Sirius a la peau brûlante de sa douche chaude, Severus aspire la buée qui monte du sol de la baignoire et le temps se suspend dans la vapeur, se dissout alors qu'ils s'observent tous les deux, se regardent sans fausse pudeur et dévoilent leur nudité.
Sirius comprend vite que le cadeau de Severus tient dans ça, dans son corps nu et pâle juste devant lui, dans ses yeux noirs qui le fixent, troubles comme du lait, pleins d'effroi soigneusement dissimulé et de défi, dans sa main tendue dans l'espace entre eux, dans ses lèvres entr'ouvertes qui l'appellent et dans la courbe de ses hanches qui ondule plus bas, vers tout ce qu'il a, tout ce qu'il offre.
Aucun d'entre eux ne sait quoi faire.

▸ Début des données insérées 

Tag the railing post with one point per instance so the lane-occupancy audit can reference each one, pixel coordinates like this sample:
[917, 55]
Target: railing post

Ne sait comment briser le silence, effacer les doutes et chasser la buée qui les piège.
Et puis leurs corps s'attirent sans se repousser, leurs lèvres se rencontrent et, dans un cri long, vaguement plaintif, un peu bestial, plein de plaisir, la chaleur de Sirius devient celle de Severus, sa peau brûlante consume celle de l'autre jusqu'à la fin, jusqu'au bout et la chaleur devient de la fièvre qui les fait glisser leurs corps mouillés l'un contre l'autre, encore et encore.

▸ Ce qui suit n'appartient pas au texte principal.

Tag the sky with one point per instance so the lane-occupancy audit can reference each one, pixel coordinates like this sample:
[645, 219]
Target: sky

Toujours jusqu'à la fin, toujours jusqu'au bout.
Et Sirius tiens le cadeau de Severus dans sa main, en le regardant droit dans ses yeux plus noirs, plus écarquillés, plus expressifs que jamais et il s'abandonne en lui, dans sa chaleur et dans ses tremblements, dans sa fièvre et son plaisir et ils deviennent eux, ils deviennent un, là sous l'eau, dans la vapeur qui monte du fond de la baignoire, dans la buée qui couvre le miroir, ruisselant sur les tas de vêtements qui couvrent le sol.
Un soupir suivi d'un cri – surprise et plaisir mêlé – puis Sirius retombe, Severus tente d'agripper le mur glissant et ils atteignent ensemble la fin, le bout.
Un dernier baiser avant le sommeil. Plus tendre, doucement chaleureux pas consumant.
Sirius murmure les mots, les trois petits mots qui flottent comme des bulles à la surface de l'esprit, à la surface de tout, à l'oreille de Severus, et ce dernier se fige puis se détend dans l'étreinte fatiguée et il répond avec ses yeux, puis avec sa bouche et c'est un cadeau parfait, magnifique.
Je ne suis absolument pas sûre que vous ayez compris ce que je voulais dire, mis à part que c'était un lime dans une baignoire s'entend. Ca, au moins, j'espère que c'était clair. Si ça ne l'était pas, ben franchement c'est que j'écris de plus en plus bizarrement. Je dois dire que ça avait vraiment une autre forme dans ma petite tête folle mais j'écris ça sur le coup, presque à minuit, après avoir pris l'avion pendant six heures et avoir dormi moins de trois heures la nuit dernière, donc, il est tout à fait possible que ceci n'ait pas de sens.
Notons que je ne parle pas uniquement de la fic. Cette note d'auteur m'a l'air bien étrange.